The Holy Spirit is the Primary Agent in Prayer

Again, Paul tells us, “The Spirit too comes to help us in our weakness. For when we cannot choose words in order to pray properly, the Spirit himself expresses our plea in a way that could never be put into words, and God who knows everything in our hearts knows perfectly well what he means...” Romans 8:26-27

Prayer does not depend on our skill, our feelings, or our ability to concentrate. Prayer begins with the Holy Spirit already living and acting within us. It is the Spirit who prays in us and through us to the Father. And paradoxically, it is often precisely in our weakness, our dryness, distraction, confusion, or suffering, that the Spirit’s prayer is most powerful, because then it is most clearly His work and not our own. As Jesus says, “My power is made perfect in weakness.”

Nothing, no dryness, distraction, confusion, or suffering, can stop the Holy Spirit from praying within us. Our part is simple but real: to show up, to set aside the time for prayer, to ask the Spirit to pray in us, and to remain there in trust. When we do this, God Himself carries the prayer, and His power is at work in us even when we feel nothing at all.

Five

We Must Play Our Part 

In the second part of the Scripture passage we started this meditation with (2 Peter 1:5), Peter tells us that we share in the divine nature, God is operating within us, but we have to do our part.

“But to attain this, you will have to do your utmost yourselves, adding goodness to the faith that you have, understanding to your goodness, self-control to your understanding, patience to your self-control, true devotion to your patience, kindness towards your fellow men to your devotion, and, to this kindness, love. If you have a generous supply of these, they will not leave you ineffectual or unproductive: they will bring you to a real knowledge of our Lord Jesus Christ.”
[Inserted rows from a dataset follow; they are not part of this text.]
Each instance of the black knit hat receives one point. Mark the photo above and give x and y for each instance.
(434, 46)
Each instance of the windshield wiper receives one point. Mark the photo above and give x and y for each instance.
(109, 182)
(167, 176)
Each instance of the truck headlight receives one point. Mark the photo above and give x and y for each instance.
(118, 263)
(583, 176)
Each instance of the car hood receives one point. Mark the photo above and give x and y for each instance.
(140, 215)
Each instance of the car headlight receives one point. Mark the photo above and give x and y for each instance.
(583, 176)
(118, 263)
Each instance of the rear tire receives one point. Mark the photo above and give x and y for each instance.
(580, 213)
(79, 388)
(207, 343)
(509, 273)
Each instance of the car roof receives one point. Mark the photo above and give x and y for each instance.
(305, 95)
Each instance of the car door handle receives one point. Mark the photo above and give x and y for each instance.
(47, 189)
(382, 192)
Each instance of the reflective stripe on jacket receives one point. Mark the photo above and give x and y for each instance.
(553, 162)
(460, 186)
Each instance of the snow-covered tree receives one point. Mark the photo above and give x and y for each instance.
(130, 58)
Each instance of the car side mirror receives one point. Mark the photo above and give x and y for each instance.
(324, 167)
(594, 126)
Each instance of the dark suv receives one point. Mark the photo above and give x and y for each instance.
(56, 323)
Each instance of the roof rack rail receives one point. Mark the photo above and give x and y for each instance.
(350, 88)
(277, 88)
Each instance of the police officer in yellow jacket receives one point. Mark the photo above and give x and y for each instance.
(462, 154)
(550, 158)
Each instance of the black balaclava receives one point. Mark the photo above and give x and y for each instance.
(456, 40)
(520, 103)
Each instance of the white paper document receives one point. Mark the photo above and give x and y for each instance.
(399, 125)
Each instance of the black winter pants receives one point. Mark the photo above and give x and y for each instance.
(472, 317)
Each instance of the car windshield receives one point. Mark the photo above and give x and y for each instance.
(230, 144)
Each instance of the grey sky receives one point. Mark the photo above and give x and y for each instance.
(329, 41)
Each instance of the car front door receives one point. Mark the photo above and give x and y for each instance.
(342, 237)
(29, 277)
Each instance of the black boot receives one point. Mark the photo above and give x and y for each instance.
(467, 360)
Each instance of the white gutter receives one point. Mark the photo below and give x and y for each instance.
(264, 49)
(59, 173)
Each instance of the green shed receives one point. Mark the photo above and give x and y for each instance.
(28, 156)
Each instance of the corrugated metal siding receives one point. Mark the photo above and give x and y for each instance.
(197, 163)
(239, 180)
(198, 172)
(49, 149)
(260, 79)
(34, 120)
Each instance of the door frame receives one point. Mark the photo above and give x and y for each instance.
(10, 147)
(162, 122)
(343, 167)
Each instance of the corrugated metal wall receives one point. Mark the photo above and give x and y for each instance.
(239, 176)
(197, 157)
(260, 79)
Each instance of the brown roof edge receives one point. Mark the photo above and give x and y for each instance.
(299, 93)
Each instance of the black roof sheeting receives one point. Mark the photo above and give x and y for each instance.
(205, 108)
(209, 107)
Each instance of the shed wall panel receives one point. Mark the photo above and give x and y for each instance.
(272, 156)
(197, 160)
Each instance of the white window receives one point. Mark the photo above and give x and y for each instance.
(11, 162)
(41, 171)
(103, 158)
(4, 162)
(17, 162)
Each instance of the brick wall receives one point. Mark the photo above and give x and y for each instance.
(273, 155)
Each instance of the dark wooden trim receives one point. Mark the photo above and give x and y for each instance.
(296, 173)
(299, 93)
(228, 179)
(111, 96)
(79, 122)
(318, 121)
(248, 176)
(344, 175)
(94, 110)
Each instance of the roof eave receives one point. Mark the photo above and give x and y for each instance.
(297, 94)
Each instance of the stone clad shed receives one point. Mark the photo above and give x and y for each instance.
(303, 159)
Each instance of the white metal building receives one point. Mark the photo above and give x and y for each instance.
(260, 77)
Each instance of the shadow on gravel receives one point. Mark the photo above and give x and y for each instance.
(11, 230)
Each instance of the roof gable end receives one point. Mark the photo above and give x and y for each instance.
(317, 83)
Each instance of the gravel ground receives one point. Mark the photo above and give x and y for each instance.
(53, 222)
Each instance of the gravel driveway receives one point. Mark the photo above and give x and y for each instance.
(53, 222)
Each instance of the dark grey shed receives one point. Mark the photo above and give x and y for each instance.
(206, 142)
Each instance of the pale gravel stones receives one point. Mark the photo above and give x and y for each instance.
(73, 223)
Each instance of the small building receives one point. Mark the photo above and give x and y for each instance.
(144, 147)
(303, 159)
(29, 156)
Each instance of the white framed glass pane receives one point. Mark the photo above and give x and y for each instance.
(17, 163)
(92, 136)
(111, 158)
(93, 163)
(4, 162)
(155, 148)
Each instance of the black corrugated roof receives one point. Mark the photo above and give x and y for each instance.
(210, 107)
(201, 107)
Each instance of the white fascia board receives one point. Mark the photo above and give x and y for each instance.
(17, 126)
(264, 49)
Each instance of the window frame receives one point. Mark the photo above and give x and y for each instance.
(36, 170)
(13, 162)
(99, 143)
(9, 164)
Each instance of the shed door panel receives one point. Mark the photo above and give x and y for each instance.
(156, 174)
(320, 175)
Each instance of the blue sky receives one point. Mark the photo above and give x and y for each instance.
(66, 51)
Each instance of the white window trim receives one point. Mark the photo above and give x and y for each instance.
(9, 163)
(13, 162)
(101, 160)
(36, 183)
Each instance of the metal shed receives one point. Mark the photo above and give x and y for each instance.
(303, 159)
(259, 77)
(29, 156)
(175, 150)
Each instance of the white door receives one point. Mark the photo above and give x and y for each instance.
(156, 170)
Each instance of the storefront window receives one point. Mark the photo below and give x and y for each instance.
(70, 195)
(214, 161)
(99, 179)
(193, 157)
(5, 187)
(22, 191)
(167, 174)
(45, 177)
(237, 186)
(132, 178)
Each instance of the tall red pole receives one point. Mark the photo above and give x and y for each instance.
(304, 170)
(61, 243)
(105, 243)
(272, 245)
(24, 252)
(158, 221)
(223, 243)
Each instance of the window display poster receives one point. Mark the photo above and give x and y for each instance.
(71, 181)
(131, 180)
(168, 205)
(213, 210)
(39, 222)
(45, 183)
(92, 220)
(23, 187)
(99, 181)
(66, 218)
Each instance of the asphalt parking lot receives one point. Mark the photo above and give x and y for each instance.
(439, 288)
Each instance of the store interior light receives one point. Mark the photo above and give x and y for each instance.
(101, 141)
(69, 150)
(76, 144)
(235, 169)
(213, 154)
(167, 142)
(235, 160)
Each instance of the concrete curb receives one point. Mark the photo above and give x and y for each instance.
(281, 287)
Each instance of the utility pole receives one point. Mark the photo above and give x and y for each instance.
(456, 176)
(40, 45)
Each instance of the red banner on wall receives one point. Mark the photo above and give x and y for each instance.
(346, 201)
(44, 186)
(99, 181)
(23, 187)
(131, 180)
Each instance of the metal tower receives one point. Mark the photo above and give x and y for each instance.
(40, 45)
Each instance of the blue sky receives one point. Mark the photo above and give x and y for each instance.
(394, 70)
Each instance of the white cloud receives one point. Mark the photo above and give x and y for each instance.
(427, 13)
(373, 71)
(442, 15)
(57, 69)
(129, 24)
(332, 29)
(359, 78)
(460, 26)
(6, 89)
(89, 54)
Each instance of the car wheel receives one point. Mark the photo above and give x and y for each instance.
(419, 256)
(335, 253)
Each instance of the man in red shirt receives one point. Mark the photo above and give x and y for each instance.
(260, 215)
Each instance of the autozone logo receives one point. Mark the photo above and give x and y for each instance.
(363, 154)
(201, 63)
How can we unleash the power of the Spirit in our lives? The simplest way to do this is through daily meditation and a resolution. This is where we hear the word of God, think about it seriously, apply it to our lives, see what the Spirit is inspiring in us, and then practice some good action that day to make it a habit, a virtue. This is how we allow the power of Jesus and the Spirit to operate through us and for us to truly collaborate with God as His sons and daughters.